YANLIŞ ya da doğru, bir enflasyon hedefi söz konusu. Bu hedef yıllık programlar çerçevesinde hükümet ile Merkez Bankası’nın ortak hedefi.
Hedefin ortak olması, Merkez Bankası’nın elindeki para politikasının da, hükümetin elindeki maliye politikalarının da işbirliği içinde hedeflenen enflasyon doğrultusunda oluşturulup uygulanması anlamına geliyor. Son iki-üç yıldır konunun bu yanı unutuldu. Enflasyon yalnızca Merkez Bankası’nın sorunuymuş gibi görünmeye başlandı. Geçen yıla kadar da maliye politikaları enflasyonun idaresine yönelik yardımcı oldu, köstek olmadı.
BALTALAMA
Son iki-üç yıldır enflasyon konusunda zorluklar var. 2001 Krizi’nden sonra hızla düşmeye başlayan enflasyon 2004 yılının ortasında yüzde 7’ye kadar düştü. O noktadan sonra enflasyonda katılıklar yaşanmaya başlandı. Üç yıldır enflasyon genelde yüzde 7-10 bandında dalgalanıp duruyor.
Gelişmiş ülkelerin finans piyasalarında başlayan krizle beraber enflasyonla mücadele daha da zorlaştı. Dünya ekonomileri düşen büyüme-yükselen enflasyon sürecine girdiler.

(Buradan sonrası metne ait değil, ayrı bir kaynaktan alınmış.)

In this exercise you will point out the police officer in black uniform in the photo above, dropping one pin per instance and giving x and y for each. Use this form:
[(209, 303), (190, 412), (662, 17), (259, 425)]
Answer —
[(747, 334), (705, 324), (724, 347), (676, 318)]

Gıda ve enerji fiyatlarının artmaya devam etmesi de sorunu daha da ağılaştırdı. Türkiye bütün bu gelişmelere para politikası açısından geç tepki verdi.
Sonunda Merkez Bankası da durumun vahametini kabul edip para politikasının sıkılaştırılması gereğini kabul etti. Yaptığı açıklamada, para politikasının enflasyonu kontrol altına alınmasına odaklanırken, maliye politikalarının da sıkı bir biçimde devam etmesi gerektiğini vurguladı. Maliye politikalarında hedeflerin tutturulamaması durumunda, Merkez Bankası, çözüme daha fazla vergi ile değil, daha az harcama ile ulaşılması gerektiğinin altını çizdi.
Bu laflar hiç söylenmemiş gibi, aradan bir gün geçtikten sonra maliye politikaları duruşunun en önemli göstergelerinden biri olan faiz dışı fazlanın yeni milli gelire göre oranının bu yıl yüzde 4.2’den yüzde 3.5’ düşürüleceği ve 2012 yılında da bu oranın tedricen yüzde 2.4’ getirileceği açıklandı.
Bunun anlamı şu: Devlet bu yıl harcamalarını yeni milli gelirin yüzde 0.7’si kadar artırmaya karar verdi. Faiz harcamalarının daha büyük bir bölümünü de yeni borçlanmalarla finanse etmeyi uygun buldu.
Para politikası sıkılaştırılırken, maliye politikası gevşetiliyor. Merkez Bankası enflasyonla mücadelede yalnız bırakılıyor. Bunun da ötesinde, Merkez Bankası’nın enflasyonla mücadelesi maliye politikalarıyla baltalanıyor.
MALİYET YÜKSEK
Önümüzdeki dönem Merkez Bankası açısından çok daha zor bir dönem olacak gibi görünüyor. Gevşeyen maliye politikalarının enflasyon üzerine getireceği ek risklerle mücadele edebilmek için Merkez Bankası para politikasını düşündüğünden de daha fazla sıkılaştırmak zorunda kalabilir. Böyle yaparsa, faizler çok daha fazla artacaktır. Kamu finansman dengesi daha fazla bozulacaktır. Ekonomik büyüme tahminlerin de ötesinde darbe yiyebilecektir. Merkez Bankası bu şekilde davranabilecek midir?
Davranırsa, para politikasının gerçekten enflasyona odaklandığını ispat etmiş olur. Bugüne kadar kaybettiği itibarını fazlasıyla geri alır. Yumuşak bir tavır takınırsa, enflasyon alır başını gider. Koordinasyonsuzluğun cezasını enflasyonun bu düzeylere gelmesi için oldukça fazla maliyet ödemiş olan kitleler yüklenir.
Merkez Bankası’nın bağımsızlığı ve para politikasının enflasyona odaklanmış olmasının anlamı galiba siyasi otorite tarafından iyi anlaşılamadı. Artık, para politikası maliye politikasıyla koordinasyon içinde olmayacak. Maliye politikası para politikasıyla koordinasyon içinde olacak. Olmazsa, bir şekilde geniş halk kitlelerine yazık olacak.